The Moose Research Center is internationally recognized for its long-term studies on the nutritional and habitat needs of moose. Much of what scientists know about moose physiology and nutrition comes from MRC research. Scientists working at the center have published hundreds of papers on their research there over the past four decades.
The MRC houses 30 moose. Most of the animals were born at the center, but orphaned moose also are brought in. Hundertmark said the research center's moose are healthy.
Because they are used for long-term research and are tolerant of humans, the MRC's moose are not easily replaced.
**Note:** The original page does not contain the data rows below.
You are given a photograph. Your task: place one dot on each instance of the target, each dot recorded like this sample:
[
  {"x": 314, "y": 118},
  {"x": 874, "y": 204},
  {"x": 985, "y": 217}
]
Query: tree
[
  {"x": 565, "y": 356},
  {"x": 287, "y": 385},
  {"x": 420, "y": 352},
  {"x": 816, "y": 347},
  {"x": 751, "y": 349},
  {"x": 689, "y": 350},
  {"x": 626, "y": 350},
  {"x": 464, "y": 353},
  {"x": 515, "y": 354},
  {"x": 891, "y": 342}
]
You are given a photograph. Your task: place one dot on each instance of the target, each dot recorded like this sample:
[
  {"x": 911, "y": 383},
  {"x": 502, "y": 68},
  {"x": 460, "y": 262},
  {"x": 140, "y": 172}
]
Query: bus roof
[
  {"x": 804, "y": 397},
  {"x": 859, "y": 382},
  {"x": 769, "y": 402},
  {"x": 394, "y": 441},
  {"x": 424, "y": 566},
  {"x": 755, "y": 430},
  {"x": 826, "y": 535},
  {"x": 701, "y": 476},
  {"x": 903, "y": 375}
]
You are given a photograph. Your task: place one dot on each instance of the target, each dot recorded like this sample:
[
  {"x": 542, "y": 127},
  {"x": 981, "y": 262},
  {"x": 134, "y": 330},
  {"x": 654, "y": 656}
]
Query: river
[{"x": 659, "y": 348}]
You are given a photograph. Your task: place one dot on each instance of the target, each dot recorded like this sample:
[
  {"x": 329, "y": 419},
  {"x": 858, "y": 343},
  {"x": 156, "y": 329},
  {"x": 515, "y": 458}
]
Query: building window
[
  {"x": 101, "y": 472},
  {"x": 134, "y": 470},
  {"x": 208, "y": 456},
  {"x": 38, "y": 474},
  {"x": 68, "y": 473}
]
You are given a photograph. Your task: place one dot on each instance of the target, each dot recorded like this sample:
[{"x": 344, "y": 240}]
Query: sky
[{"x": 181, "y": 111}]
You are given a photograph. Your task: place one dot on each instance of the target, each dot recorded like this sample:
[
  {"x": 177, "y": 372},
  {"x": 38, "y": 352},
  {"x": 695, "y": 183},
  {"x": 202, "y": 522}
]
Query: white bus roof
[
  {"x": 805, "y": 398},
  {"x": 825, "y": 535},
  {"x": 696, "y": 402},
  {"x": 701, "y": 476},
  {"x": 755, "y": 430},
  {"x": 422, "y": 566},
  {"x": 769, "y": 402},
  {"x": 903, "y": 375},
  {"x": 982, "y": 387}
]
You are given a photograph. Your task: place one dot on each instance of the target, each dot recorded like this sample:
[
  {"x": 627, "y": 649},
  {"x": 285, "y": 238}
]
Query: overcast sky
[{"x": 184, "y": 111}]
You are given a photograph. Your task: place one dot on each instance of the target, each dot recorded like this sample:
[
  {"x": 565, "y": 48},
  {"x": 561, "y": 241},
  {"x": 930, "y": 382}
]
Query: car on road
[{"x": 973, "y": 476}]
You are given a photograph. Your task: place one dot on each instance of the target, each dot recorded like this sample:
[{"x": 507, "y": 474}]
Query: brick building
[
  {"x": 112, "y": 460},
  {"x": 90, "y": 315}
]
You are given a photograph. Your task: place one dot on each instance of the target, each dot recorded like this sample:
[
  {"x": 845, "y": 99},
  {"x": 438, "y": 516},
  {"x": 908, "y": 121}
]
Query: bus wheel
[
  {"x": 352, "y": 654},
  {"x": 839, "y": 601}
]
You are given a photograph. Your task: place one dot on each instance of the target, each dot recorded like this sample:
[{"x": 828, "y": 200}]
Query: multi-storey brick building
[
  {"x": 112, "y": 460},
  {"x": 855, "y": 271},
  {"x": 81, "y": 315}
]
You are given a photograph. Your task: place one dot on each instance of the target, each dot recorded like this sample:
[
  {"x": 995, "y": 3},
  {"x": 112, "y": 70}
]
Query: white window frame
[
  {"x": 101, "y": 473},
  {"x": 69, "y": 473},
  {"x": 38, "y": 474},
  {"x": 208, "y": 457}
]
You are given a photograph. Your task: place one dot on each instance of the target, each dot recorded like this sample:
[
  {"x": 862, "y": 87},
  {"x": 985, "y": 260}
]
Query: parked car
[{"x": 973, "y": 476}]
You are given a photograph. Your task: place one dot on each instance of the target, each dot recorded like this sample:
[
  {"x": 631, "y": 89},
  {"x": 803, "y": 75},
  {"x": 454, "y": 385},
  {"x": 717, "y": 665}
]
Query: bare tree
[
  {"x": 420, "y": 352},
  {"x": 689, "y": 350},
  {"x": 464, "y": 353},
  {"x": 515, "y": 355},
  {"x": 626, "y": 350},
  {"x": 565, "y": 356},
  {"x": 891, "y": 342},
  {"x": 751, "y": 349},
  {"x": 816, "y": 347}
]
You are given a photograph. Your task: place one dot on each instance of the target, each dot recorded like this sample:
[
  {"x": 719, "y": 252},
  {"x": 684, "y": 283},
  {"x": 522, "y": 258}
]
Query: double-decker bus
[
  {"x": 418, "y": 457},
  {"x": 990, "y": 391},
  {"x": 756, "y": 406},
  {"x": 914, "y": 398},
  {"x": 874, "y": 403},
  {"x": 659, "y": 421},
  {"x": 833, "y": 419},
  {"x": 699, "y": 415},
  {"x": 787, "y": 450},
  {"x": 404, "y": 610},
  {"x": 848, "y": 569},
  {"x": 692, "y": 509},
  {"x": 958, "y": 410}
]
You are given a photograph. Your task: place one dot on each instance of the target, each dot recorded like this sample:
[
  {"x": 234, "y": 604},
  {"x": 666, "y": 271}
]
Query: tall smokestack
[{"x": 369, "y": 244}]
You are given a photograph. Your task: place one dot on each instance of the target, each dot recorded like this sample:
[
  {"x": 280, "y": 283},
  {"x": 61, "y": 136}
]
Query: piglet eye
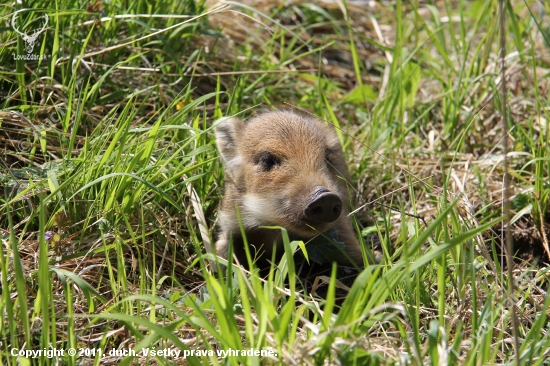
[
  {"x": 329, "y": 155},
  {"x": 267, "y": 160}
]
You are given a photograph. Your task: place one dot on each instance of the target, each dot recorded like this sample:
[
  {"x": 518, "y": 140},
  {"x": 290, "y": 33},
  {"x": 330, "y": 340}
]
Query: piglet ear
[{"x": 227, "y": 131}]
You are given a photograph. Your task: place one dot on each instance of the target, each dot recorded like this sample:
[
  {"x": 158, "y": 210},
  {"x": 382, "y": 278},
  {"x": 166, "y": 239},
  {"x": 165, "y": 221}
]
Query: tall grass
[{"x": 110, "y": 183}]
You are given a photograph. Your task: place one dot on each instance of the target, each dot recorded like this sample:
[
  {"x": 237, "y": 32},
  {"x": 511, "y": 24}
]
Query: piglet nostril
[{"x": 324, "y": 207}]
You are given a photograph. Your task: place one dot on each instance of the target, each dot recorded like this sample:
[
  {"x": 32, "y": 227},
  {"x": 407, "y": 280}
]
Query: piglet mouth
[{"x": 323, "y": 207}]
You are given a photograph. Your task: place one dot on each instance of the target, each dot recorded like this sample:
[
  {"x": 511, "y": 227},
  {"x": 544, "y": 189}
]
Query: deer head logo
[{"x": 30, "y": 40}]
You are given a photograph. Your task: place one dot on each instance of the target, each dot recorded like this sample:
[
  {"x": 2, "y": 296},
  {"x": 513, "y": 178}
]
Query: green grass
[{"x": 110, "y": 182}]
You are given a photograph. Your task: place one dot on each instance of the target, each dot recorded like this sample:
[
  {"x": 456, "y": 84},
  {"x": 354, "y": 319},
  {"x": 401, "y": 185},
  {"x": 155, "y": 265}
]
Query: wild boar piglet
[{"x": 285, "y": 169}]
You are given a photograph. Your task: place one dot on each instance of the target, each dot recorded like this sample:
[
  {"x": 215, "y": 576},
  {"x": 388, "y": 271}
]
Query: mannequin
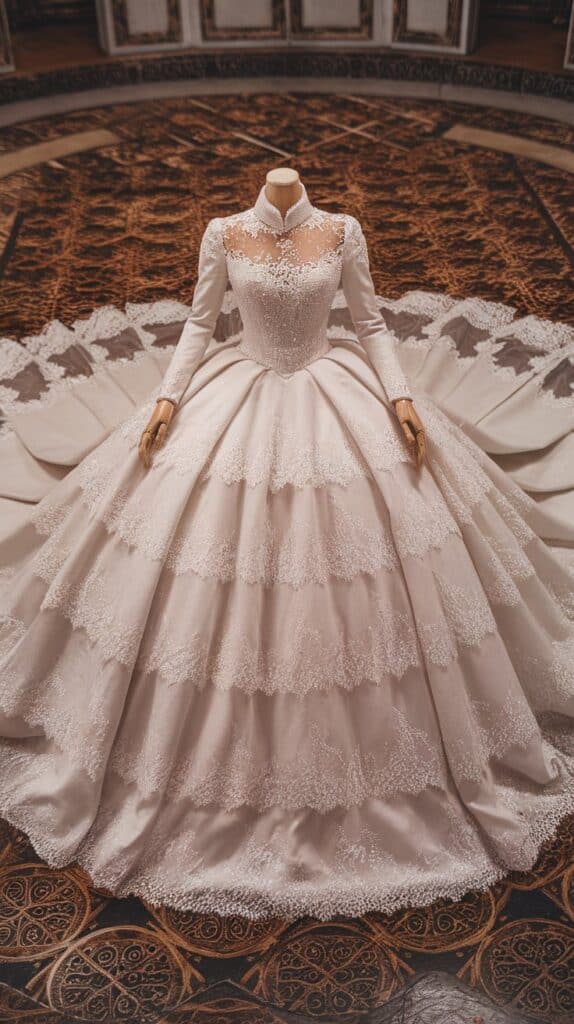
[{"x": 282, "y": 188}]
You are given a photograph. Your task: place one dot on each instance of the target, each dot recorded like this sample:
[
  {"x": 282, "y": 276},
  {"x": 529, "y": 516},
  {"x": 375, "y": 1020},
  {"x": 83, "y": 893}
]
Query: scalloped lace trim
[{"x": 359, "y": 878}]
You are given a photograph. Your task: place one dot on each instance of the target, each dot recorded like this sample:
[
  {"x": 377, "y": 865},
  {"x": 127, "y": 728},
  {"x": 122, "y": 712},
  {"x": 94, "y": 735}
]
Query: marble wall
[{"x": 443, "y": 26}]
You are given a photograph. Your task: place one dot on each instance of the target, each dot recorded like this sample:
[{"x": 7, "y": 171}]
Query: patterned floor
[{"x": 120, "y": 220}]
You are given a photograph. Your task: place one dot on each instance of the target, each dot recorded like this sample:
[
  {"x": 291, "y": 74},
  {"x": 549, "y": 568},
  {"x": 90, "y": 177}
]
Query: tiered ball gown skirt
[{"x": 283, "y": 671}]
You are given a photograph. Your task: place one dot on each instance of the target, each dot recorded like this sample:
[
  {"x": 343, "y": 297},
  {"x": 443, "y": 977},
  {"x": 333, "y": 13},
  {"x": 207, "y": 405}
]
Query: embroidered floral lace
[{"x": 283, "y": 670}]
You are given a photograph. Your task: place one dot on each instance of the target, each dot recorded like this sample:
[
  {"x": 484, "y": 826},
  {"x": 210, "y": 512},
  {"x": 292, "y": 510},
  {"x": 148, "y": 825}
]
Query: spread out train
[{"x": 250, "y": 798}]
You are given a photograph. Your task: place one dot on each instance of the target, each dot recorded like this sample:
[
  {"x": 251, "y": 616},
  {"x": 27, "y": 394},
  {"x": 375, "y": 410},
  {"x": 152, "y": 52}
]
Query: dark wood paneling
[{"x": 32, "y": 13}]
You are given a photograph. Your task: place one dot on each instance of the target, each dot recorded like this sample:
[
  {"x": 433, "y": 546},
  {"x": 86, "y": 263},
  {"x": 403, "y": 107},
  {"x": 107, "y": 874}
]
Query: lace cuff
[
  {"x": 369, "y": 325},
  {"x": 197, "y": 332}
]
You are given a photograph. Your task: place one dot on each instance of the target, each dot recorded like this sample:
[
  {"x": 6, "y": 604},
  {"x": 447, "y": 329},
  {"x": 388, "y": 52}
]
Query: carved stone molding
[{"x": 450, "y": 37}]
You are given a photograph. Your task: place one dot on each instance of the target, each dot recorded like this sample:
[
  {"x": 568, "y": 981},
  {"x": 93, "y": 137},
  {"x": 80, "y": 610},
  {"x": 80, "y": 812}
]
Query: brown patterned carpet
[{"x": 121, "y": 221}]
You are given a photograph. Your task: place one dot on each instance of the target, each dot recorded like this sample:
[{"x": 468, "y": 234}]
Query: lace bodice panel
[
  {"x": 284, "y": 273},
  {"x": 284, "y": 285}
]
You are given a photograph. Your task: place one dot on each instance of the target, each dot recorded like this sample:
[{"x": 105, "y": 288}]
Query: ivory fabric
[{"x": 282, "y": 671}]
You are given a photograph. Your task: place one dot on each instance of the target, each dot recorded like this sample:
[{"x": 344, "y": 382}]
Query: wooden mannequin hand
[
  {"x": 411, "y": 427},
  {"x": 156, "y": 431}
]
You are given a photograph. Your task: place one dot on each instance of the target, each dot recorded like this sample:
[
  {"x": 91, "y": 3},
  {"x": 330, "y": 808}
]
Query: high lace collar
[{"x": 269, "y": 214}]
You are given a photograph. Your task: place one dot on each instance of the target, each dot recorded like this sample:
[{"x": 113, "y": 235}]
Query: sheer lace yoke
[
  {"x": 284, "y": 282},
  {"x": 319, "y": 237}
]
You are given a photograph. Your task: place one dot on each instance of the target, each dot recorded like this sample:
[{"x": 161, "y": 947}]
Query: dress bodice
[
  {"x": 284, "y": 284},
  {"x": 284, "y": 272}
]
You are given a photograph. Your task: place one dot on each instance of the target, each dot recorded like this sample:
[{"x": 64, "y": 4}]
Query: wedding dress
[{"x": 283, "y": 670}]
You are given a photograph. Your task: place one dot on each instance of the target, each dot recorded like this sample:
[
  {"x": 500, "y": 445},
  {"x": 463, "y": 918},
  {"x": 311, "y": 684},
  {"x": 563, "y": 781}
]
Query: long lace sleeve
[
  {"x": 199, "y": 328},
  {"x": 369, "y": 326}
]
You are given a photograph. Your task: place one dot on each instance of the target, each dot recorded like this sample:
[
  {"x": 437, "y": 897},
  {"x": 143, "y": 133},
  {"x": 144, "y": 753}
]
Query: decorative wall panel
[
  {"x": 132, "y": 26},
  {"x": 332, "y": 18},
  {"x": 226, "y": 19},
  {"x": 435, "y": 23},
  {"x": 146, "y": 22},
  {"x": 129, "y": 26}
]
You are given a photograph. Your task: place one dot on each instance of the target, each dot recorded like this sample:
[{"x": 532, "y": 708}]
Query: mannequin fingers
[
  {"x": 421, "y": 446},
  {"x": 160, "y": 436},
  {"x": 407, "y": 431},
  {"x": 145, "y": 448}
]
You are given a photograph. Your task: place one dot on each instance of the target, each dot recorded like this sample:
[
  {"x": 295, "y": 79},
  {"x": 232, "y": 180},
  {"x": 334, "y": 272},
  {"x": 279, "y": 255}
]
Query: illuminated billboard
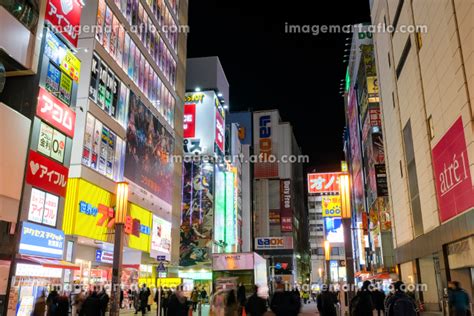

They are never returned to the wild.
"We have often brought in animals from other parts of the state," Hundertmark said. "We have a bull from Fairbanks and orphans from Galena. We don't want to introduce different breeds of moose to the area. When dealing with great differences in land you get different genes."
Hundertmark said there is only one species of moose in Alaska, but that subspecies differ throughout the state. Such differences are noticeable in the moose's antler form.
The wolf hide collected by the MRC will provide a rare scientific opportunity. For at least two decades, Kenai Peninsula wolves have been infested with a biting louse that causes significant hair loss. Most of the infested hides studied have been from wolves taken by hunters and trappers in the fall and winter. It is rare to get a look at a summer wolf hide.
Hundertmark said the wolf was heavily infested with lice. He plans to work with Nixon Wilson, a parasite expert at the University of Northern Iowa, to see if knowing the condition of a summer pelt might offer some clues into the life cycle of the lice and the unexplained and disproportionate effect they have on Kenai wolves. The lice are common to domestic dogs and have little effect on wolves and coyotes in the Lower 48.
The Associated Press contributed to this story.